Significato politico della condanna di Socrate
La condanna di Socrate dipende dal fatto che la sua ricerca filosofica è entrata in contraddizione con i fondamenti etici dei costumi del tempo, ivi compresa la democrazia ateniese. Socrate non si difende per non scendere a compromessi con un tribunale che rappresenta la cultura democratica, peraltro in una crescente crisi. Socrate insiste nella critica al falso sapere, al venire meno dei valori morali nella politica della polis.
Perché Socrate non sfugge alla condanna
L’imperativo categorico porta Socrate a dire ciò che pensa durante il processo, un pensiero anticonformista e antipopulista che lo porterà alla condanna a morte, cui Socrate non si sottrae proprio perché impedito dalla voce della coscienza. Non si può rispondere, in effetti, a un’ingiustizia con un’altra ingiustizia. Così Socrate né chiede di tramutare la pena in esilio, né accetta le proposte di trovare rifugio all’estero, in quanto si sente di appartenere in modo indubitabile alla polis e ha un incrollabile rispetto per la legge della sua città.
L’eredità dell’insegnamento socratico
Morto Socrate, il suo insegnamento si dimostra vincente, anche se si divide presto in due filoni, che se ne spartiscono gli elementi, tenuti insieme dal maestro.

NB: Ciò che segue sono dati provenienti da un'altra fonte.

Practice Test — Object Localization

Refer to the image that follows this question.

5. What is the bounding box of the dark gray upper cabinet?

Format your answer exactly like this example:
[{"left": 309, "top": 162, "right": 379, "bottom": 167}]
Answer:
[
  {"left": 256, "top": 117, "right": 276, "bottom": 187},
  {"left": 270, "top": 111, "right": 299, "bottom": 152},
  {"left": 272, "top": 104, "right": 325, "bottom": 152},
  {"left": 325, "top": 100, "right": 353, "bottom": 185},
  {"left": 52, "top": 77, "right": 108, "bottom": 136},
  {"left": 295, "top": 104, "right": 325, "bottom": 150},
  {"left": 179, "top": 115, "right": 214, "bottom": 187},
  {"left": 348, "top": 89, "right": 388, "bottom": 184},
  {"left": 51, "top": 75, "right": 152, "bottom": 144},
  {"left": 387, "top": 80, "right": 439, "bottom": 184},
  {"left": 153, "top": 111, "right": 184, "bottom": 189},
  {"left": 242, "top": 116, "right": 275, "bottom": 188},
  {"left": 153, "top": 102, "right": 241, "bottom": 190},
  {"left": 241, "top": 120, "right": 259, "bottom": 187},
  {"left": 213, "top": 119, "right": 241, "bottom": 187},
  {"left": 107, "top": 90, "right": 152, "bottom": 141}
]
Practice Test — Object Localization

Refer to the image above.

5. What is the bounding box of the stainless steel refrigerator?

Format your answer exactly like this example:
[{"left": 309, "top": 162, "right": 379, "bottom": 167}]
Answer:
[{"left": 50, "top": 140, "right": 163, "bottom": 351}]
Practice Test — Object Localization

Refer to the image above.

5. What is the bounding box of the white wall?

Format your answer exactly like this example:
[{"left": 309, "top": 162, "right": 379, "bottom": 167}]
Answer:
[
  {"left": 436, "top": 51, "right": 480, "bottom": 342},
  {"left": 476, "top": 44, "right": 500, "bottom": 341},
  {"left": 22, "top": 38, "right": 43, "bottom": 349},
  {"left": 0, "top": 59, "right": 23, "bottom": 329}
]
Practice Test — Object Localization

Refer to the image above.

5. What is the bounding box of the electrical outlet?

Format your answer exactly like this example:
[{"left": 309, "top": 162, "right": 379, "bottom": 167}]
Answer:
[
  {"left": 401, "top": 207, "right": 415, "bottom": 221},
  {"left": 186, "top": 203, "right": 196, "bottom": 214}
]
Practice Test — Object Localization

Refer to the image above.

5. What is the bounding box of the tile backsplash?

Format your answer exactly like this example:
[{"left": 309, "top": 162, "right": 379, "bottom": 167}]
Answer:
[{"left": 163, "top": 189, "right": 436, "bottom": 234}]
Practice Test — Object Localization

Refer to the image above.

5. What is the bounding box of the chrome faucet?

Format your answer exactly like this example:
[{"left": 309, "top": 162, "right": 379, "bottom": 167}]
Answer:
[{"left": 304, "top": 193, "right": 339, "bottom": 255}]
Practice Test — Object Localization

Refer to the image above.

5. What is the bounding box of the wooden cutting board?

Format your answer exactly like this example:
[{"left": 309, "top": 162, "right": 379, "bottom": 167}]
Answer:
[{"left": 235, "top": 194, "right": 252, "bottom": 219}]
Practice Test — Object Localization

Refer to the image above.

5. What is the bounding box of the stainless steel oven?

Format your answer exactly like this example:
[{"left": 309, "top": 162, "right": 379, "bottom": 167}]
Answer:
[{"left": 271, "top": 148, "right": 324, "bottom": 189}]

Da una parte sopravvive il richiamo ai diritti della coscienza individuale, lo scetticismo del saggio dinanzi ai valori della società in cui vive, il progressivo isolamento del filosofo dal sapere scientifico e dalla politica. Di tale filone si fanno interpreti i socratici minori: i cinici, i megarici e i cirenaici, su una linea filosofica che porterà in seguito allo sviluppo delle scuole stoica, scettica ed epicurea. In tal modo, però, viene meno il profondo legame fra Socrate e il mondo della polis, in quanto il lascito socratico viene innestato in un individualismo e cosmopolitismo in cui questi non si sarebbe riconosciuto. Inoltre tali concezioni tendono a trascurare il momento fondamentale, propriamente teorico dell’insegnamento di Socrate, ossia le virtù come sapere, la filosofia come ricerca metodica del bene e della verità.
Platone e Aristotele
Questi ultimi aspetti sono stati, al contrario, ripresi e sviluppati dalla seconda e maggiore corrente filosofica che si richiama a Socrate, ossia da Platone e Aristotele che sviluppano nella loro riflessione filosofica il metodo socratico. Tuttavia Platone e Aristotele sostituiscono presto la critica socratica, il sapere di non sapere, con edifici teorici complessi e potenti, con visioni etiche e progetti politici in cui Socrate non avrebbe potuto riconoscersi.